There is a figure of a woman holding on her right arm a white child asleep, and on her left she has a black child like one who is asleep. Each has his feet turned different ways. The inscriptions declare, as one could infer without inscriptions, that the figures are Death and Sleep, with Night the nurse of both.It is easy to see how sleep and death were associated. A sleeper's breathing is often so shallow as to be hard to detect, and the sleeping body is motionless for long periods of time, like a corpse. On the one hand, poets liken death to sleep, e.g. Hesiod, Works and Days 116 (tr. Hugh G. Evelyn-White), speaking of mortals of the Golden Age:
When they died, it was as though they were overcome with sleep.On the other hand, they liken sleep to death, e.g. Homer, Odyssey 13.79-81 (tr. Richmond Lattimore):
Upon the eyes of Odysseus there fell a sleep, gentle, / the sweetest kind of sleep with no awakening, most like / death.We find this idea among the ancient Romans as well, whether by borrowing from the Greeks, common Indo-European origin, or independent development, e.g.
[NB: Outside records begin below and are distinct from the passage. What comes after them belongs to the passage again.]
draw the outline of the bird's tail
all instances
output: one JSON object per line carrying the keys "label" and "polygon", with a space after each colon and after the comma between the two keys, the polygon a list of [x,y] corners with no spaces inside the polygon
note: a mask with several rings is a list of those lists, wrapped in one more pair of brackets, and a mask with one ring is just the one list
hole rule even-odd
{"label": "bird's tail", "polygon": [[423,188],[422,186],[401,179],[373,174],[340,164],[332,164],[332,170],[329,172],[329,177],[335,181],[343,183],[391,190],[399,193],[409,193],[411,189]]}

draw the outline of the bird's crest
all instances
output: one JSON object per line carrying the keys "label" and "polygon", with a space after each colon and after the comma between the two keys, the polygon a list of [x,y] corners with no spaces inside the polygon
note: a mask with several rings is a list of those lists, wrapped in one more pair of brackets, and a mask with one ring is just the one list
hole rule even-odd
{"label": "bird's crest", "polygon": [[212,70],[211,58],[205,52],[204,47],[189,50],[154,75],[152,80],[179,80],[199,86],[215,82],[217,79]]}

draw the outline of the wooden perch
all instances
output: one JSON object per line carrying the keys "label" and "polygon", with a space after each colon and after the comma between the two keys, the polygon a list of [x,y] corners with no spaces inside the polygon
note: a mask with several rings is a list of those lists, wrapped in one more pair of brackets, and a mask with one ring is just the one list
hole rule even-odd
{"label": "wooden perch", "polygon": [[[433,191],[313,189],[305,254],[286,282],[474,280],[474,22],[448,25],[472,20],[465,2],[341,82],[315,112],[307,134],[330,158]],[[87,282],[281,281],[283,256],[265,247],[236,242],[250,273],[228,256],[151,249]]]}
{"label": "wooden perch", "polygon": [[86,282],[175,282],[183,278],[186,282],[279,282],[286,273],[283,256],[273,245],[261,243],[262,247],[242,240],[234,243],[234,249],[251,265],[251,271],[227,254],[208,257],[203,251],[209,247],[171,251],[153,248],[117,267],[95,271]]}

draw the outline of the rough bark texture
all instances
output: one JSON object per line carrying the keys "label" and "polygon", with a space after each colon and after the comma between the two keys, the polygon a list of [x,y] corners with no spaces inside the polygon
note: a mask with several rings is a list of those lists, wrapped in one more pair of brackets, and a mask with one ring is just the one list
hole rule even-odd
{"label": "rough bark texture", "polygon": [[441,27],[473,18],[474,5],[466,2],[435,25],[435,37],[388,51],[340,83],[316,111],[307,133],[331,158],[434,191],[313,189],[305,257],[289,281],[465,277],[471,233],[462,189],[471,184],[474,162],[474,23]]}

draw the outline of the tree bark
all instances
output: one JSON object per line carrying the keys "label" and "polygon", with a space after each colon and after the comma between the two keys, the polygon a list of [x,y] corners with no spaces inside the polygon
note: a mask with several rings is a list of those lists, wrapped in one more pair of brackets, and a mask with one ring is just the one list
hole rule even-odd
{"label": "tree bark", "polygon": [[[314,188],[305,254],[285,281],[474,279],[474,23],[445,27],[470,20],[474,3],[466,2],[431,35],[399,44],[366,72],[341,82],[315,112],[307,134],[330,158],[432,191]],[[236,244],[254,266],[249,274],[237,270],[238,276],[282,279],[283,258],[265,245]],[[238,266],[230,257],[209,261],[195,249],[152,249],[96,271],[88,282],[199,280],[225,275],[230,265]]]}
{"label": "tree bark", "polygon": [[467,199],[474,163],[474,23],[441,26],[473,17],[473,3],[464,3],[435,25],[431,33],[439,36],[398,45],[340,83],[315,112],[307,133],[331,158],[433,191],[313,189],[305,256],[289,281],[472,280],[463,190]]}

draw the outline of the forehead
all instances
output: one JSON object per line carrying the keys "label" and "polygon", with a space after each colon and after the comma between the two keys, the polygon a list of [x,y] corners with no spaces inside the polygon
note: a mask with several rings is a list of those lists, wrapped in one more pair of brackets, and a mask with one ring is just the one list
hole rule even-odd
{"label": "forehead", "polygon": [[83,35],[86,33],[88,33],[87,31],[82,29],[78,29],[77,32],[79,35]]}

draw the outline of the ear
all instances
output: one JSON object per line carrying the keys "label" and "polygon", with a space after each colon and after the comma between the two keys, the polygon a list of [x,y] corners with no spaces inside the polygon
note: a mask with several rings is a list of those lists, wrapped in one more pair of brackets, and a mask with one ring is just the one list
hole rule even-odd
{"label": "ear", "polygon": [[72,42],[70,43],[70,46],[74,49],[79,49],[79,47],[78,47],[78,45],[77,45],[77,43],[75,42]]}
- Cicero, De Senectute 22.80: Now indeed you see that there is nothing so like death than sleep (iam vero videtis nihil esse morti tam simile quam somnum).
- Vergil, Aeneid 6.278: Death's blood relative, Sleep (consanguineus leti sopor).
- Ovid, Amores 2.9.41: What is sleep but the likeness of cold death? (quid est somnus, gelidae nisi mortis imago?)
- Aeschylus, Agamemnon 1451: endless sleep (ateleuton hypnon).
- Horace, Odes 1.24.5: perpetual sleep (perpetuus sopor).